The passing of the Obama Healthcare Reform Act, and the subsequent vote by the Supreme Court that the requirement that forces individuals to pay a tax if they do not comply, is perhaps not as surprising as the press would have you believe. As I’ve noted in prior blogs, “Obamacare is simply a symptom of the much deeper problems that underlie the healthcare industry.” In fact, the much more concerning “drop-dead” date that people need to be aware of is October 1, 2012, when Medicare institues the national hospital value-based purchasing (VBP) program mandated by the Patient Protection and Affordable Care Act (PPACA). A VBP score is calculated based on the quality of outcomes. Recently, a national analysis of hospital performance by VHA Inc. calculated a national median VBP score of 53, when hospitals likely will need scores higher than 70 to maximize their Medicare reimbursements. The median risk for VPB loss is $250K for 2012 for hospitals, and $1.88M over five years. To avoid these losses, the biggest cost savings in future reimbursement models comes from keeping patients out of hospitals, which in turn reduces hospital revenues…this is an incredible paradox! Today we are stuck with a silo’d and fragmented system, and uncoordinated care. A recent study found that 13% of patients 60 or older had to have tests redone, 36% received conflicting information, and 76% left a physycian’s office or hospital confused about what to do next in their care.
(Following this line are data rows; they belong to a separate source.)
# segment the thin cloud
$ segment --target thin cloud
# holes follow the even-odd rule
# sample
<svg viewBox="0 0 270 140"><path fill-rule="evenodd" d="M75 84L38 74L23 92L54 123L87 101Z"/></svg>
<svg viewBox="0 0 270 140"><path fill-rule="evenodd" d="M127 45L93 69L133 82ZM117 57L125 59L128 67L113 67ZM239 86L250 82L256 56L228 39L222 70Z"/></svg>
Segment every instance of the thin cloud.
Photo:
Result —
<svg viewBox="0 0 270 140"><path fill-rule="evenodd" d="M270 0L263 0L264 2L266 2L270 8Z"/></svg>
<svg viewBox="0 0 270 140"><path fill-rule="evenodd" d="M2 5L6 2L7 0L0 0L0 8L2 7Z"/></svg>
By 2017 $857B of healthcare spend will be under the new healthcare reform act provisions. To complicate matters, 96% of spending in 2017 will be on patients with 4 or more chronic conditions, who may be seeing as many as 5-11 different physicians! So anAccountable Care Organizations (ACO) are designed to try to reduce the amount of duplication of services, mitigate the high cost of out of network providers, better transition strategies, and provide better information sharing. From a financial perspective, the mix of private to government healthcare spending is approximately at a 50%/50% split, but by 2030 we will move to 75% of a hospital’s payer mix will be Medicare or Medicaid – which is a recipe for bankruptcy of the economy!
The environment facing providers entering into 2012 are so massive, so complex, and so forbidding, that executives in this industry are pretty much inert. That is the best description for the state of the industry as I have been able to discern based on my interactions with industry executives over the past four years. This challenge to take on what is now recognized as a sea change in the industry was referred to by Atul Gawande, who delivered the commencement address at Harvard Medical School in 2011. He notes that “We are at a cusp point in medical generations.” Not only are doctors of former generations lamenting what the practice has become, but these complaints are symptoms of a deeper condition – “which is the reality that medicine’s complexity has exceeded our individual capabilities as doctors.”
These changes will surely require a new set of thinkers who can tackle supply chains with new and innovative solutions that focus on patient value, yet continue to drive down costs through strategies such as demand management. These are the real implications of the Obama Heath Care Reform Act.
 “Cowboys and Pit Crews”, March 26, 2011, The New Yorker.